Montréal, 5 novembre 2006 • No 200

 

PERSPECTIVE

 

Jean-Louis Caccomo est économiste à l'Université de Perpignan et auteur de L’épopée de l’innovation. Innovation technologique et évolution économique (L’Harmattan, Paris 2005).

 
 

PRÉSIDENTIELLES DE 2007:
LETTRE AUX LIBÉRAUX!

 

par Jean-Louis Caccomo

 

          Sur une radio de grande écoute, j’écoutais récemment un débat à l’occasion duquel les invités regrettaient la disparition de grands intellectuels à l’instar de Sartre et toute sa clique. Puis j’ai rapidement compris que, pour eux, les grands intellectuels ne pouvaient être engagés qu’à gauche. Intellectuel voulait dire: « celui qui développe un discours critique par rapport au marché et à l’ordre établi ».

 

          Dans cette grille de lecture reposant sur des définitions imposées, Aron et Revel n’étaient même pas cités au rang des intellectuels regrettés tandis que les philosophes actuels étaient considérés comme des « moralistes médiatiques adoubés par le pouvoir néolibéral ».

          J’en reste encore songeur. En France, la promotion des idéologies dont l’application fidèle et scrupuleuse a abouti aux camps de travail, à la famine et à la déportation, en Russie, en Asie ou en Afrique, fait de vous un « intellectuel engagé ». Par contre, la diffusion de la philosophie libérale qui fut la condition de la libération des peuples et de l’augmentation de leur niveau vie, conséquence logique de la reconnaissance des droits fondamentaux des individus, ne vous permet pas même de prétendre au rang de penseur.

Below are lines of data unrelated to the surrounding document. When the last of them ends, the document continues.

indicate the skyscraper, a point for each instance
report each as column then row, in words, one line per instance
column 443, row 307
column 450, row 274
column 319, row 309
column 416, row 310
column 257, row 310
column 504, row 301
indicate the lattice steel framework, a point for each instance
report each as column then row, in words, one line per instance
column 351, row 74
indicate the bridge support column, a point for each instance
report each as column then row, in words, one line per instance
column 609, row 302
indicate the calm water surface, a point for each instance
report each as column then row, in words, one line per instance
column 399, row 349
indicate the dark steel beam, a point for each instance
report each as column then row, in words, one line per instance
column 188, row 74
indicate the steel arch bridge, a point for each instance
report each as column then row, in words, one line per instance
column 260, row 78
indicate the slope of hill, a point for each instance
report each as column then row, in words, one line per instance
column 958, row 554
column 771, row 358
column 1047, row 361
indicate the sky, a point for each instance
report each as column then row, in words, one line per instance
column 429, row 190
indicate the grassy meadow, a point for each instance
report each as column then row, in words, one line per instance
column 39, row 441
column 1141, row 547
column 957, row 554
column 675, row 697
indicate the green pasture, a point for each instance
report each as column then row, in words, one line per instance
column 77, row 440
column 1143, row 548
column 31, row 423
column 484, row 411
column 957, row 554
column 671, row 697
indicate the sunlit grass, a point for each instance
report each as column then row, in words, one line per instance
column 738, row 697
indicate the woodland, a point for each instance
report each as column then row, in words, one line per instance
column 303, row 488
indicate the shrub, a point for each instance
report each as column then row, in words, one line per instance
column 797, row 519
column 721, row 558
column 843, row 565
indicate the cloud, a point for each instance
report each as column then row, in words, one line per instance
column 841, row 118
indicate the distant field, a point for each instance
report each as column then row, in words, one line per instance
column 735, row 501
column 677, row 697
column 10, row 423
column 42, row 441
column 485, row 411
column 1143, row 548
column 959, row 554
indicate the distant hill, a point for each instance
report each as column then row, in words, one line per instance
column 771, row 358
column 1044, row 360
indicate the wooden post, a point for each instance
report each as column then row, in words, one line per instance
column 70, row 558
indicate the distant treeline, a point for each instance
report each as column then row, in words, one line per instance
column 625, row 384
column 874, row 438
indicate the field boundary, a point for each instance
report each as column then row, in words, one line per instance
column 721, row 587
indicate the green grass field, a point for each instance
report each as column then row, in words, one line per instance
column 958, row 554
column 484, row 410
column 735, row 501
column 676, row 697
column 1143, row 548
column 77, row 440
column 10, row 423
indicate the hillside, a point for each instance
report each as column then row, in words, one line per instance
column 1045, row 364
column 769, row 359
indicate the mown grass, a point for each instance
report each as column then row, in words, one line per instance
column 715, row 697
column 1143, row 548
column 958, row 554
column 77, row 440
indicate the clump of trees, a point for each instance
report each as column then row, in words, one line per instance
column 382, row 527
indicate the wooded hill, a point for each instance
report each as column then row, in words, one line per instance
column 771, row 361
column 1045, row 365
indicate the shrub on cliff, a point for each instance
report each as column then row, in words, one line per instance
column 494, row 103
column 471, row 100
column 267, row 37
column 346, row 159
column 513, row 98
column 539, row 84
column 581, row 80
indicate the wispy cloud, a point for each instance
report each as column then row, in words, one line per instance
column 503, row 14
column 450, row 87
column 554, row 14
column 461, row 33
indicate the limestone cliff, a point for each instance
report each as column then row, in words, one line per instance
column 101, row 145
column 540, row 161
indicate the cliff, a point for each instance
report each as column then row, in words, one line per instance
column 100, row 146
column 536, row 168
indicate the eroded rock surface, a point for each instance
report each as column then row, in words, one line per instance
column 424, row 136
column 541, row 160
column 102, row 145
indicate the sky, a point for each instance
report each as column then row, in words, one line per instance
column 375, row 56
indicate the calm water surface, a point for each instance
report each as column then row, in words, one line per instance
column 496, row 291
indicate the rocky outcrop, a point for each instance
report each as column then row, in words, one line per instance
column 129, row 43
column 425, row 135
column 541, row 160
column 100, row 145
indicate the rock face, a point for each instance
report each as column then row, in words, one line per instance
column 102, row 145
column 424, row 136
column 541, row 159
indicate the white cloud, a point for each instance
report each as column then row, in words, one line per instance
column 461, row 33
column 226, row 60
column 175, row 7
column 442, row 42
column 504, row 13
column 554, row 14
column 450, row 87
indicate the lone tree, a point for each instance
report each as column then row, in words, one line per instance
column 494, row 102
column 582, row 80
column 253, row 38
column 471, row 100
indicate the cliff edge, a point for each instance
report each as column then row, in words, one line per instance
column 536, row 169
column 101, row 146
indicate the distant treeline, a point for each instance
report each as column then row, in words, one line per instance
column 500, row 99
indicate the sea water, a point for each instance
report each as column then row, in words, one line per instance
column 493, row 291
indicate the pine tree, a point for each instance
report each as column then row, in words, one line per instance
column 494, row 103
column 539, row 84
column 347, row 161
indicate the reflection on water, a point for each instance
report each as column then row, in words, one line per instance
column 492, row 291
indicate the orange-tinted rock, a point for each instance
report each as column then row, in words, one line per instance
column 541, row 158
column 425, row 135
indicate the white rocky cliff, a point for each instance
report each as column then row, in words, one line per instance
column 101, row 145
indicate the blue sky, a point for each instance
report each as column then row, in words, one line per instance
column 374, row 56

          S’il y a un changement climatique, en France, c’est le climat intellectuel qui devient malsain et qui annonce un retour inquiétant de tous les obscurantismes. Mais il est connu qu’il n’est pire sourd que celui qui ne veut rien entendre. Les philosophes et penseurs libéraux ont laissé des oeuvres inestimables à la postérité permettant une éclosion de la pensée libérale à la fin du XXe siècle qui a nourri la pensée et fondé l’action politique. Mais voilà, à partir du moment où l’on a considéré que le libéralisme ne saurait être une pensée, qu’un intellectuel ne pouvait être libéral, nos penseurs officiels décrètent qu’il n’y a plus d’intellectuels, regrettant ces intellectuels parisiens qui s’extasiaient devant Staline ou Mao.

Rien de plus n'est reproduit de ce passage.